Sábado, 24 de agosto de 2013

* Cheguei a Dubai, um dos sete emirados dos Emirados Árabes Unidos. É o fim da sequência de 10 dias de training camp no Kuwait e mais sete dias de competição por aqui.

* É a quarta vez que venho ao Dubai. Quente como sempre, 39 graus logo na chegada. Quando o vento bate, parece um secador de cabelo passando por você.

Entretanto, a vida é “indoor” no Dubai. Aqui se vive, se come, se diverte, se pratica esporte e tudo mais dentro de alguma grande estrutura e com muito ar condicionado.

* Falando em ar condicionado, a probabilidade de você ficar doente aqui é muito grande. A diferença da temperatura externa com o ar condicionado é muito grande e ainda tem uma considerável humidade. Todo cuidado é pouco.

* Quarta vez no Dubai, e a segunda no famoso Hamdan Bin Mohammed Bin Rashid Sports Complex. Estive aqui no Mundial de Piscina Curta em 2010. Para mim, a mais moderna e bonita piscina do mundo.

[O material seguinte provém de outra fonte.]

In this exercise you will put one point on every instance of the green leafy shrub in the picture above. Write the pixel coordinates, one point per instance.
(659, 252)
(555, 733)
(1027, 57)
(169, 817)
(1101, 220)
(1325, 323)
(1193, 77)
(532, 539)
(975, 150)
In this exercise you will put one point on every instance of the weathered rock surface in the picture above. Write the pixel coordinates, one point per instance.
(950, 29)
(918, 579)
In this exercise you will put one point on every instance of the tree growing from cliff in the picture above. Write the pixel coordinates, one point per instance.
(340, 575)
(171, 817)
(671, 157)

* São duas piscinas de 50 metros, na verdade são 75 na piscina principal, mas está coberta e funcionando como área para os nadadores alongarem. O fundo delas é todo automatizado funcionando de forma eletrônica. Assim como temperatura da água e ambiente.

* Aliás, faz frio dentro do Hamdan Sports Complex, a forma abreviada de falar aquele nome todo. Por sinal, ele é o Príncipe do Dubai, um jovem de 30 anos, famoso por suas poesias, excelente cavaleiro, gosta de carros, camelos e pula de paraqueda. É o segundo dos 23 filhos que o atual Sheik do Dubai tem. Graduado em economia na Inglaterra, ainda está solteiro e já está determinado que será o próximo Sheik quando seu pai morrer.

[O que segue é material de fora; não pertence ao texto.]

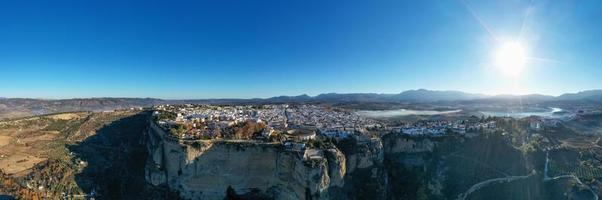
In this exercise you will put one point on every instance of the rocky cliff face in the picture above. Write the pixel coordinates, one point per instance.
(205, 169)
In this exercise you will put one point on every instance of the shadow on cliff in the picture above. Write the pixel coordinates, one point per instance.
(115, 158)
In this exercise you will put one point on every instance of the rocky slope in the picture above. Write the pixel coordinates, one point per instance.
(205, 169)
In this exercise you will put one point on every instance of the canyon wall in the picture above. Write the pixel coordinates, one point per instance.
(204, 169)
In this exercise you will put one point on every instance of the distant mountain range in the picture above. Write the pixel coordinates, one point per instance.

* Os Emirados Árabes Unidos tiveram problema com a FINA. Primeiro desistiram de sediar o Mundial dos Esportes Aquáticos de 2013 que acabou indo para Barcelona e depois teve o episódio da morte do americano Francis Crippen na prova da Copa do Mundo de Águas Abertas.

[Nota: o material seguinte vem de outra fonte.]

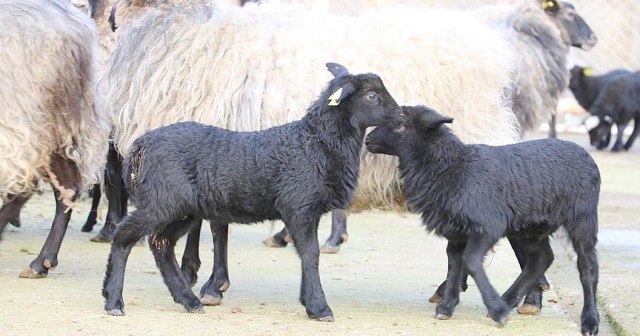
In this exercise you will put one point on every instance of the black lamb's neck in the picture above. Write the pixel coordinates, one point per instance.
(428, 164)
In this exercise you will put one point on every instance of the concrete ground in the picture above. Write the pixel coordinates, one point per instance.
(378, 284)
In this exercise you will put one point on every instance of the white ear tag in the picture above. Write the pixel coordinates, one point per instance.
(333, 99)
(591, 122)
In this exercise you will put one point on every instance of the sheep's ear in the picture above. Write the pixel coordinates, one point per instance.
(337, 69)
(432, 120)
(341, 93)
(550, 6)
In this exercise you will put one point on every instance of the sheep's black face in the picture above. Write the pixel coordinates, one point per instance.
(372, 104)
(580, 34)
(599, 135)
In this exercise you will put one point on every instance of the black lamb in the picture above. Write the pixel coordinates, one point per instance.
(618, 103)
(473, 195)
(586, 88)
(179, 174)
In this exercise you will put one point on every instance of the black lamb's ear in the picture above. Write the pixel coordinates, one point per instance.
(430, 119)
(337, 69)
(550, 6)
(341, 93)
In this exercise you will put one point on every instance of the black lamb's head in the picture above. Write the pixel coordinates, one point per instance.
(419, 123)
(363, 97)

* Em condições normais, competições e eventos nunca mais voltariam para cá. Mas a grana é muita. As condições do campeonatos são excelentes e o evento promete.

* Quando estive aqui em 2010, o complexo era no meio do deserto. A região chamada de Sports City iria ser um complexo multi-esportivo com ginásios, quadras e hotéis. Passados quase três anos, continua como está. Lindo, belo, bem cuidado mas no meio do nada.

* Hotéis foram construídos mais perto. O Brasil está num a apenas 25 minutos, eu tive menos sorte quase 45 minutos. O trânsito é caótico, mas não agora, ainda estamos em férias escolares por aqui.

* O Mundial Júnior cresceu em importância e status. Todo mundo manda sua seleção, e quase sempre os melhores nadadores desta idade. A exceção está para aqueles que já estão nas equipes principais de seus países.

* A organização é séria, bem disposta e de alto nível. Para a garotada que está neste Mundial é um privilégio. Uma oportunidade e tanto e que seja a abertura de uma carreira ainda mais brilhante na natação absoluta, afinal para isso é que o evento foi criado.